Un article publié en avril décrit bien la problématique. L’information échangée par les cliniciens sur leurs appareils est bien sûr stockée sur ceux-ci, et la perte d’un appareil représente un risque pour les données personnelles de patients. Également, il est probable que cette information soit synchronisée avec un quelconque service d’infonuagique. Dans ce genre de cas, l’information personnelle, même si elle n’est pas stockée dans l’appareil, peut être facilement téléchargée avec les accès configurés dans celui-ci, ou encore peut devenir vulnérable à une brèche dans le service lui-même, comme on l’a vu à quelques reprises avec des brèches très médiatisées au courant des dernières années.

Une phrase importante de l’article est: « You can tell your employees all you want, ‘Don’t text, don’t text, don’t text,’ but they’re going to text. »

Je trouve que cette phrase illustre bien le problème: l’utilisation d’appareils personnels représente un certain risque, mais dans la situation actuelle, des failles équivalentes sinon pires existent. D’abord, l’actuelle absence de plateforme de communication (à l’exception du courriel interne, mais qui ne peut pas vraiment être utilisé dans la pratique clinique) force les cliniciens à utiliser les technologies qu’ils ont à leur disposition; ceci passe certainement par leurs appareils personnels et la messagerie texte. La combinaison pagette – téléphone fixe n’est tout simplement plus à la hauteur du niveau de productivité attendu de nos jours.

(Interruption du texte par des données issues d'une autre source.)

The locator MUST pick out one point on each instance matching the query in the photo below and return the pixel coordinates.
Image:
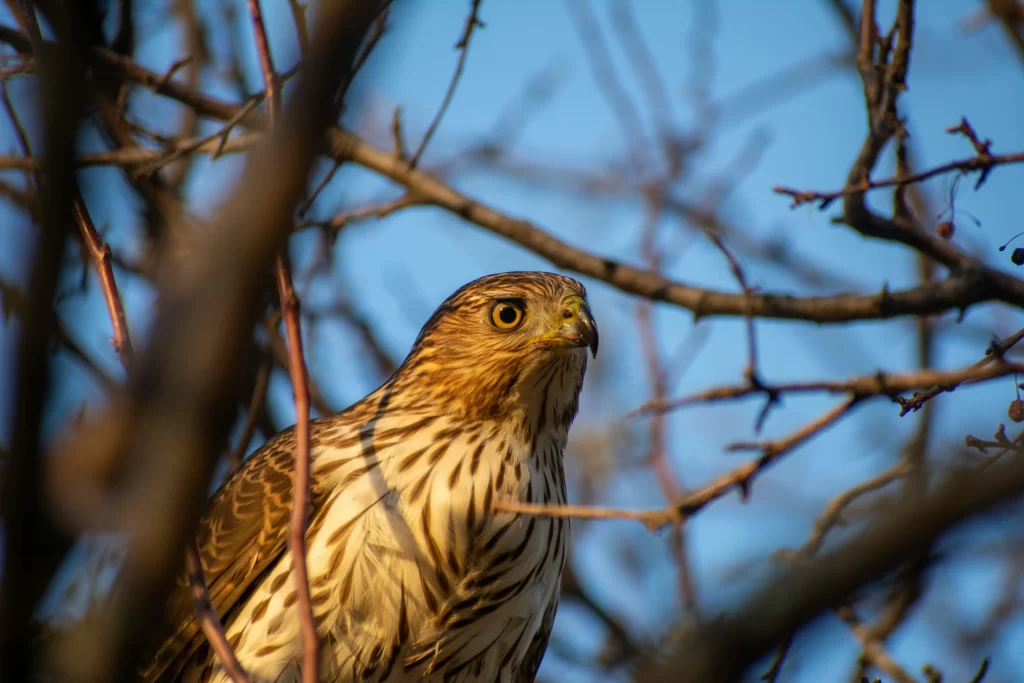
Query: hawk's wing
(242, 534)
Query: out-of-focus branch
(300, 390)
(696, 500)
(207, 617)
(875, 650)
(974, 283)
(214, 145)
(879, 384)
(34, 545)
(462, 45)
(100, 253)
(978, 163)
(180, 409)
(1011, 17)
(724, 649)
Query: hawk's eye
(506, 314)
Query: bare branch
(463, 46)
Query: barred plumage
(413, 575)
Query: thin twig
(864, 386)
(875, 650)
(300, 388)
(652, 519)
(214, 145)
(974, 284)
(969, 165)
(207, 617)
(463, 46)
(100, 253)
(771, 676)
(833, 514)
(252, 414)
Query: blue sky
(397, 269)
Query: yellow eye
(506, 315)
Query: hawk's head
(508, 342)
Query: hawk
(414, 575)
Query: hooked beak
(580, 328)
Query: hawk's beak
(579, 327)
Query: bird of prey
(414, 575)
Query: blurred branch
(695, 500)
(1010, 13)
(212, 628)
(724, 649)
(187, 377)
(34, 544)
(215, 145)
(300, 390)
(100, 253)
(879, 384)
(982, 163)
(974, 283)
(875, 650)
(463, 46)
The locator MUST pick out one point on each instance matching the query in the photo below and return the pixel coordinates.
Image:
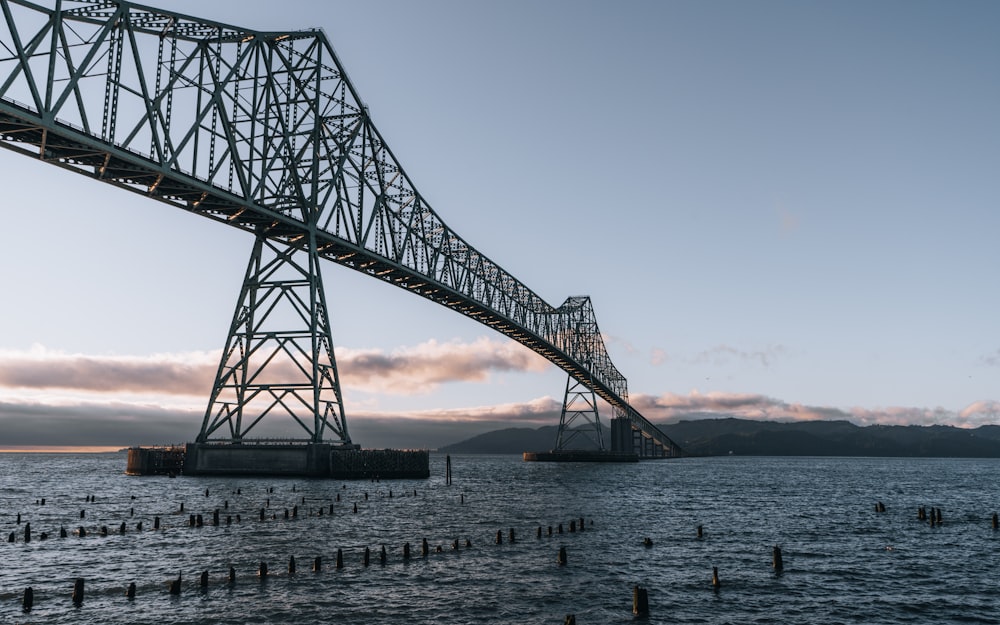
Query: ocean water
(844, 562)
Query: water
(843, 561)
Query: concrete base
(579, 456)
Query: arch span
(263, 131)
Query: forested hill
(716, 437)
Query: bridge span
(263, 131)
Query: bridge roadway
(387, 232)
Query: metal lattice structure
(263, 131)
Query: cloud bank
(53, 398)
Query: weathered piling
(640, 601)
(78, 591)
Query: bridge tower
(278, 362)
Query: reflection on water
(843, 560)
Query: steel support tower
(263, 131)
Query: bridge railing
(264, 131)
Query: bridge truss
(264, 132)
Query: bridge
(263, 131)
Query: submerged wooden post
(78, 591)
(640, 601)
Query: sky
(780, 210)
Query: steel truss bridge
(264, 132)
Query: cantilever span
(263, 131)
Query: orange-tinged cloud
(406, 371)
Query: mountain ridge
(730, 435)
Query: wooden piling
(640, 601)
(78, 591)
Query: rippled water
(843, 561)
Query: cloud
(992, 360)
(410, 370)
(424, 367)
(40, 368)
(658, 357)
(123, 424)
(672, 407)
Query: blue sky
(780, 210)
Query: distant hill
(716, 437)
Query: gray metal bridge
(264, 132)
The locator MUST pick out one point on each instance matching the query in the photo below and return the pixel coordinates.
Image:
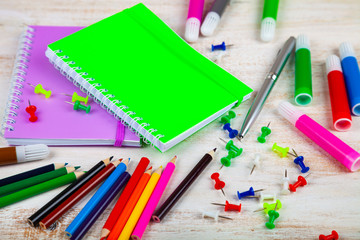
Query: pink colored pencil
(154, 200)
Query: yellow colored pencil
(140, 205)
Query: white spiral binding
(108, 101)
(17, 78)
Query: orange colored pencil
(120, 223)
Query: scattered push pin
(283, 152)
(300, 183)
(78, 105)
(299, 160)
(273, 215)
(75, 97)
(256, 162)
(267, 207)
(39, 89)
(221, 47)
(31, 109)
(232, 132)
(333, 236)
(214, 215)
(229, 207)
(250, 192)
(227, 118)
(285, 187)
(265, 131)
(219, 185)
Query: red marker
(31, 109)
(338, 96)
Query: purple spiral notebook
(58, 123)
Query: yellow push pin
(76, 97)
(39, 89)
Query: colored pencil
(39, 188)
(101, 206)
(120, 223)
(154, 200)
(16, 186)
(184, 185)
(34, 219)
(31, 173)
(140, 205)
(77, 196)
(124, 197)
(120, 169)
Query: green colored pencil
(39, 188)
(16, 186)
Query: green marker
(39, 188)
(268, 22)
(303, 79)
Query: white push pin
(285, 188)
(214, 215)
(267, 196)
(256, 162)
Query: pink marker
(153, 201)
(322, 137)
(193, 21)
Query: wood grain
(330, 201)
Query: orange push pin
(38, 89)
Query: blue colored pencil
(100, 207)
(120, 169)
(31, 173)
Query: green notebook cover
(134, 65)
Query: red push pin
(333, 236)
(219, 185)
(230, 207)
(31, 109)
(300, 183)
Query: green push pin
(226, 119)
(78, 105)
(265, 131)
(273, 215)
(281, 151)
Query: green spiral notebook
(144, 74)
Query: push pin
(219, 185)
(256, 162)
(267, 207)
(214, 215)
(39, 89)
(265, 131)
(285, 187)
(227, 118)
(229, 207)
(31, 109)
(76, 97)
(273, 215)
(281, 151)
(221, 46)
(333, 236)
(78, 105)
(232, 132)
(250, 192)
(299, 160)
(300, 183)
(231, 146)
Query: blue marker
(352, 76)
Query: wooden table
(330, 201)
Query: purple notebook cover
(56, 119)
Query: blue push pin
(248, 193)
(232, 132)
(299, 160)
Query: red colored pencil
(119, 207)
(78, 195)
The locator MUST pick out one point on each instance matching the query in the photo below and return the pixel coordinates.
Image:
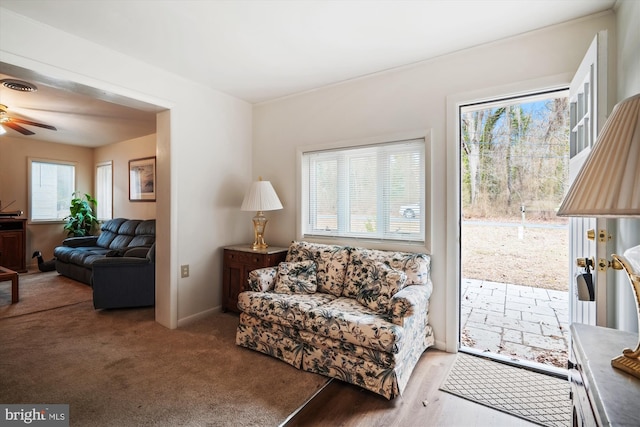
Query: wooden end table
(239, 260)
(6, 275)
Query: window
(374, 191)
(104, 190)
(52, 184)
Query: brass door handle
(586, 262)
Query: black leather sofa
(119, 263)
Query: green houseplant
(82, 217)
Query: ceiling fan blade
(29, 122)
(17, 128)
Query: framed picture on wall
(142, 180)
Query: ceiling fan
(12, 122)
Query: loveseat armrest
(76, 242)
(262, 279)
(408, 301)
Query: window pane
(52, 186)
(104, 190)
(324, 195)
(363, 193)
(374, 191)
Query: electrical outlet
(184, 270)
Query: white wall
(405, 100)
(120, 154)
(628, 235)
(203, 156)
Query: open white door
(589, 237)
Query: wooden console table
(602, 395)
(238, 261)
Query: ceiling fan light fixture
(19, 85)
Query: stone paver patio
(516, 321)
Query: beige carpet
(536, 397)
(121, 368)
(40, 292)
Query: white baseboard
(189, 319)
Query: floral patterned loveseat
(354, 314)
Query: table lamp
(608, 186)
(260, 197)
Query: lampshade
(608, 185)
(261, 197)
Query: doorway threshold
(541, 368)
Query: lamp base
(259, 226)
(628, 364)
(629, 361)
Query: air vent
(19, 85)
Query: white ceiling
(262, 50)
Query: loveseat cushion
(331, 260)
(271, 338)
(285, 309)
(347, 320)
(145, 234)
(296, 277)
(378, 285)
(415, 265)
(83, 256)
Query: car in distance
(410, 211)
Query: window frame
(97, 193)
(31, 161)
(302, 213)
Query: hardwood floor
(422, 404)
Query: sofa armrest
(408, 301)
(262, 279)
(76, 242)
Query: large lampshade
(608, 185)
(260, 197)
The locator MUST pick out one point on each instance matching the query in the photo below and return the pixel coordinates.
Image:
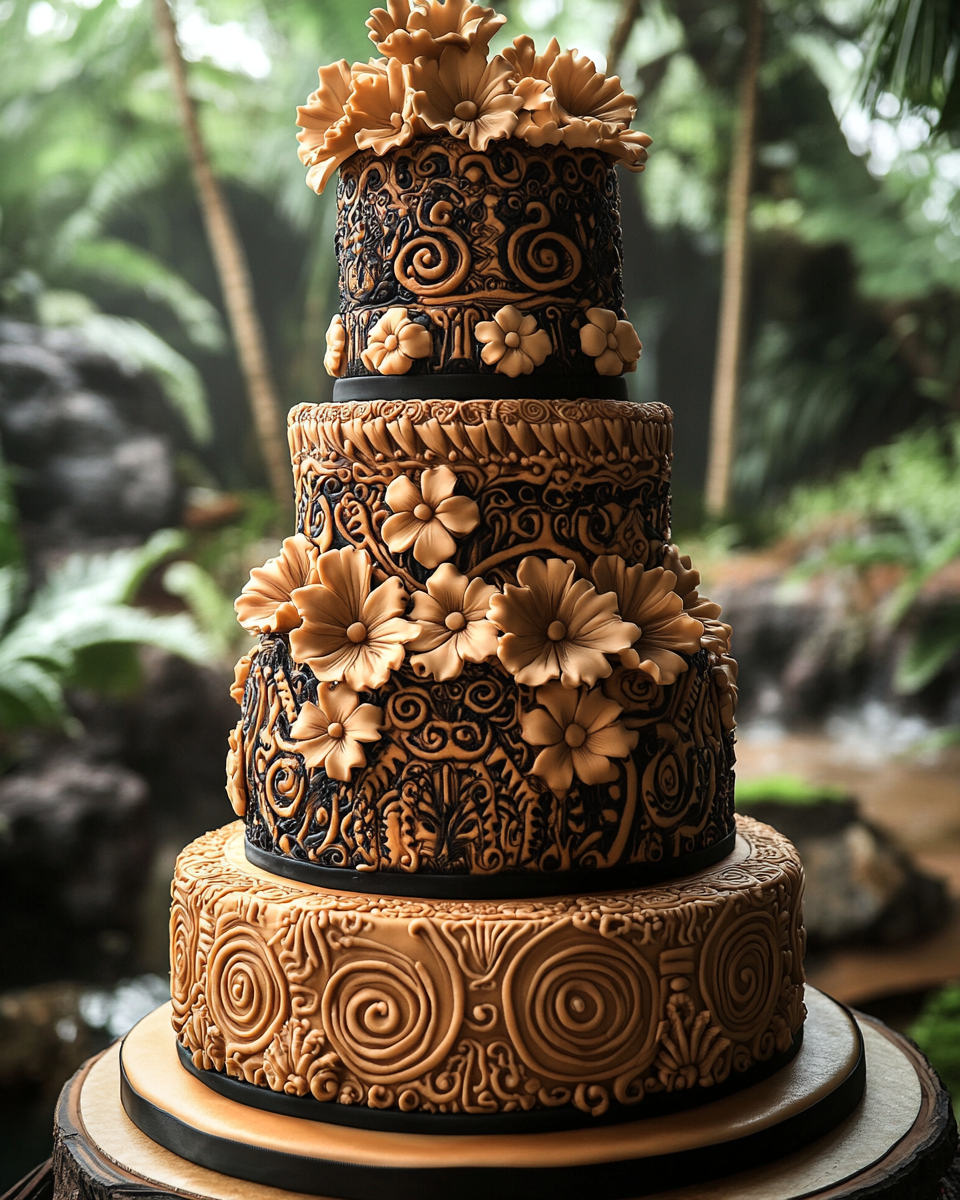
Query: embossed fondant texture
(463, 778)
(451, 237)
(468, 1007)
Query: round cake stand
(897, 1145)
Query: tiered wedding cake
(489, 880)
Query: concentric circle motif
(741, 971)
(246, 990)
(391, 1017)
(580, 1007)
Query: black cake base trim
(601, 1181)
(657, 1104)
(483, 387)
(532, 886)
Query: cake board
(897, 1145)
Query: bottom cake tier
(441, 1015)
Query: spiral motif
(580, 1007)
(391, 1017)
(285, 785)
(246, 989)
(184, 945)
(741, 971)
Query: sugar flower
(539, 118)
(264, 606)
(426, 28)
(454, 627)
(717, 634)
(611, 341)
(351, 631)
(426, 519)
(395, 342)
(379, 108)
(585, 94)
(328, 133)
(556, 627)
(513, 342)
(647, 598)
(330, 733)
(525, 60)
(467, 96)
(336, 345)
(581, 736)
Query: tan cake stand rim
(829, 1053)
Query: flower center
(575, 736)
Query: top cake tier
(502, 263)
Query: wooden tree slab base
(898, 1145)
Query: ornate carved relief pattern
(443, 1006)
(454, 235)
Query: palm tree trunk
(622, 31)
(233, 270)
(733, 293)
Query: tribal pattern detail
(454, 238)
(451, 1007)
(479, 660)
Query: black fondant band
(600, 1181)
(480, 387)
(491, 887)
(657, 1104)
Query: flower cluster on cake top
(437, 76)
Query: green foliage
(916, 55)
(936, 1031)
(785, 790)
(900, 507)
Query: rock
(861, 886)
(93, 443)
(75, 856)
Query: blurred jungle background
(166, 279)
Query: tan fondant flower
(330, 733)
(611, 341)
(648, 599)
(379, 107)
(466, 95)
(395, 342)
(556, 627)
(328, 133)
(240, 676)
(539, 118)
(581, 736)
(351, 631)
(336, 343)
(585, 94)
(425, 28)
(513, 342)
(454, 627)
(525, 60)
(427, 517)
(715, 633)
(264, 606)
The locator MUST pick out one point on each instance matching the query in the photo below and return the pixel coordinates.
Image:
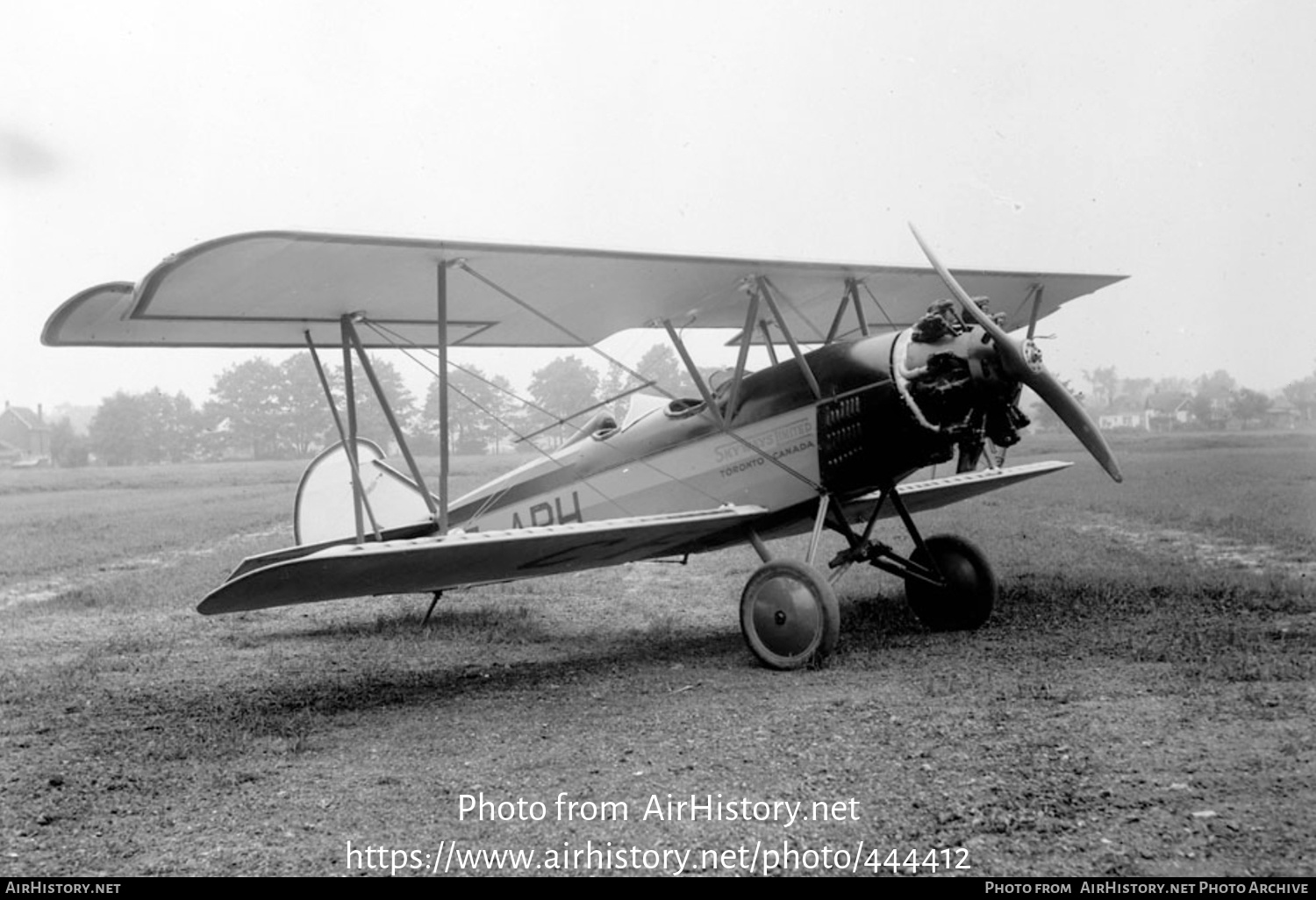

Par ailleurs, les cliniciens doivent aussi avoir de l’information clinique disponible pour eux-mêmes, surtout s’il n’y a pas de dossier informatisé en place. Ceci se manifeste par une liste de patients manuscrite ou imprimée sur papier, avec une liste de choses à faire durant la journée. Cette liste papier peut être oubliée quelque part, tomber d’une poche, etc. Les services de synchronisation dans le nuage peuvent être un risque de sécurité, mais au moins ils sont protégés par un mot de passe, un papier tombé par terre n’offre aucune sécurité !

J’ai déjà dit que je crois que la meilleure solution est un système de messagerie dédié, fonctionnant si possible à partir des serveurs d’une organisation mais qui permet aux cliniciens d’utiliser une application installée sur leurs propres appareils, qui conserve un historique limité, et qui peut encrypter les communications lorsqu’elles passent par un réseau public.

Lorsque ceci, ou un équivalent, se mettra en place, je crois que les cliniciens et les organisations seront tentées d’aller vers le modèle Bring Your Own Device (BYOD), où les appareils personnels sont reliés au réseau de l’organisation, d’une part pour une question de coûts, et d’autre part pour éviter de trimbaler plusieurs appareils. La majorité des cliniciens ont déjà un appareil personnel, de toute façon. La question des quelques personnes qui n’en ont pas se posera évidemment.

Deux enjeux de sécurité se poseront alors: d’une part l’introduction de logiciels malveillants sur le réseau par les appareils mobiles, et d’autre part une vulnérabilité des données transférées de l’organisation vers les appareils mobiles. Afin de contrôler ces risques, plusieurs applications de gestion d’appareils mobiles offrent des fonctionnalités pour « sécuriser » les appareils en BYOD, une application de premier plan dans cette gamme est par exemple AirWatch. Je n’aime pas beaucoup ces logiciels, car je trouve qu’ils donnent à un employeur un accès démesuré aux appareils personnels de leurs employés; par exemple avec un contrôle des mises à jour, de l’installation de logiciels, en permettant à l’employeur de réinitialiser à distance l’appareil, etc. Évidemment, ceci dépend de la manière dont c’est géré, puisque ces logiciels offrent quand même la possibilité de compartimenter les éléments d’entreprise et de gérer uniquement ceux-ci. Mais je comprends l’enjeu. Ce sera donc aux cliniciens de bien peser le pour et le contre de donner un accès à leur appareil personnel à leur employeur.